28/04/2012

ó Coimbra...




Coimbra
Coimbra universitária, bem entendido!
Odeio-te!
finges de cabeça
e não és senão o lugar dela.
A única vez que me referi a Coimbra disse:
os palermas de Coimbra
É a minha opinião.
A única pessoa de interesse que conheci em Coimbra
foi a dona de uma casa de mulheres
todos os outros eram cultos
admiravam os grandes vultos
e desconheciam os pequenos
como se estes não fossem uma projecção dos grandes.
Coimbra
Coimbra universitária, bem entendido!
Tu consegues não ser estúpida
nem inteligente
és Coimbra.
Tamanha identificação urbana
jamais no mundo se viu.

José de Almada Negreiros in “Poemas”, p.129, Assírio & Alvim, Lx, 2ªed., 2005.


COIMBRA EM FORMATO POSTAL

E então
lá tive numa pasta azuis as fitas
de escolar de Letras e não valiam nada
não prestavam pra nada nesse ano de ‘59
não torciam o pescoço à morrinha herdada de trás
“ai adeus acabaram-se os dias”
cantei tão pouco e só em tom menor

eu ensurdecia nas aulas durante o Inverno
o focinho metido na samarra um vago
olho emergindo como do poço uma rã
tanto sono que dava o Hölderlin em tudesco de mestre!
e às esconsas lia o meu Qui je fus

Coimbra tapada pela capa da névoa
Um rastro de cegonhas sobre as ínsuas
Chegam barcos da lenha de Penacova
Limoeiros floridos a quinta
do avô com sardões nos muros de pedra solta

ai adeus formado em Germânicas este rapaz
o que sabe ele da vida este rapaz? Coisa nenhuma
chora baba e ranho à menção puizia
e escrevi cartas de amor sempre solenes
e a melancolia é uma doença nefasta

eu tinha uma janela no último andar
de onde o Senhor da Serra em tardes claras
e traduzi muito verso pré-romântico para as colegas
’59 confesso não me ensinou nada de nada
belas são as narcejas nos arrozais quando voam sobre
                um fundo de sol como o cobre batido

Fernando Assis Pacheco in ‘Variações em Sousa’, pp. 16-17.

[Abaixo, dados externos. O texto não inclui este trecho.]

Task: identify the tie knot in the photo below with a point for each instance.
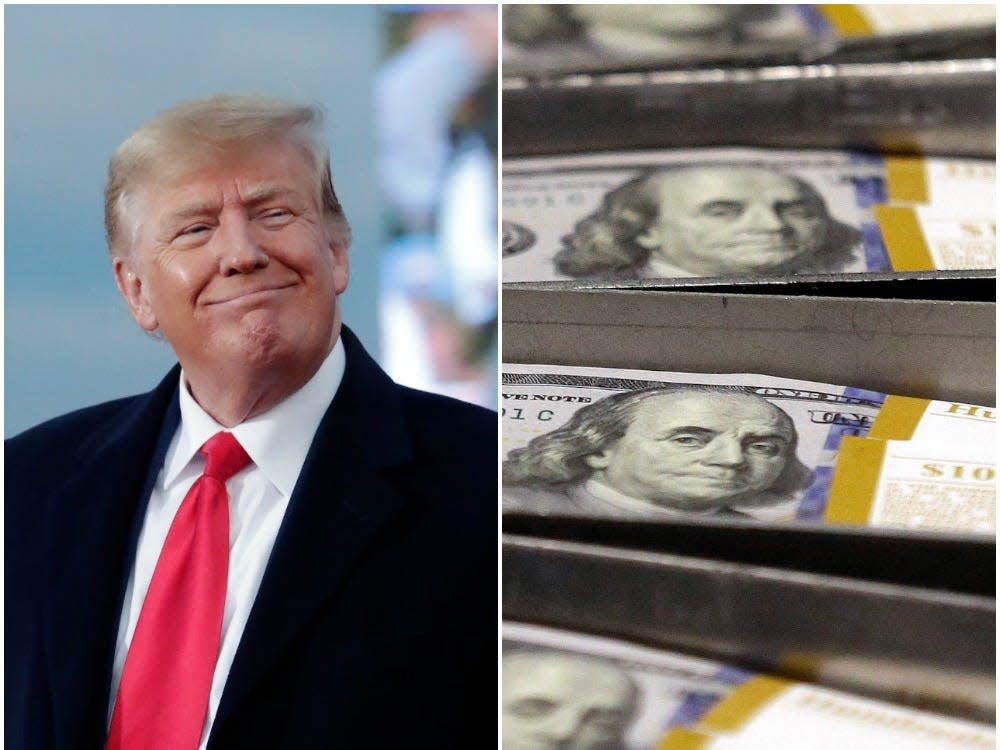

LOUVOR DO BAIRRO DOS OLIVAIS

Não tive nunca nada a ver com as
guitarras estudantes: eu vivia
num lento bairro da periferia
onde a chuva apagava os passos das

pessoas de regresso a suas casas
fazia compras na mercearia
e algum livro mais forte que então lia
já era para mim como um par d’asas

amigos vinham ver-me que eu servia
de ponche ou de Madeira malvasia
para soltar as línguas livremente

um que bramava um outro que dormia
eu abria a janela e só dizia
ao menos estas ruas têm gente

Fernando Assis Pacheco in ‘Variações em Sousa’, p.11.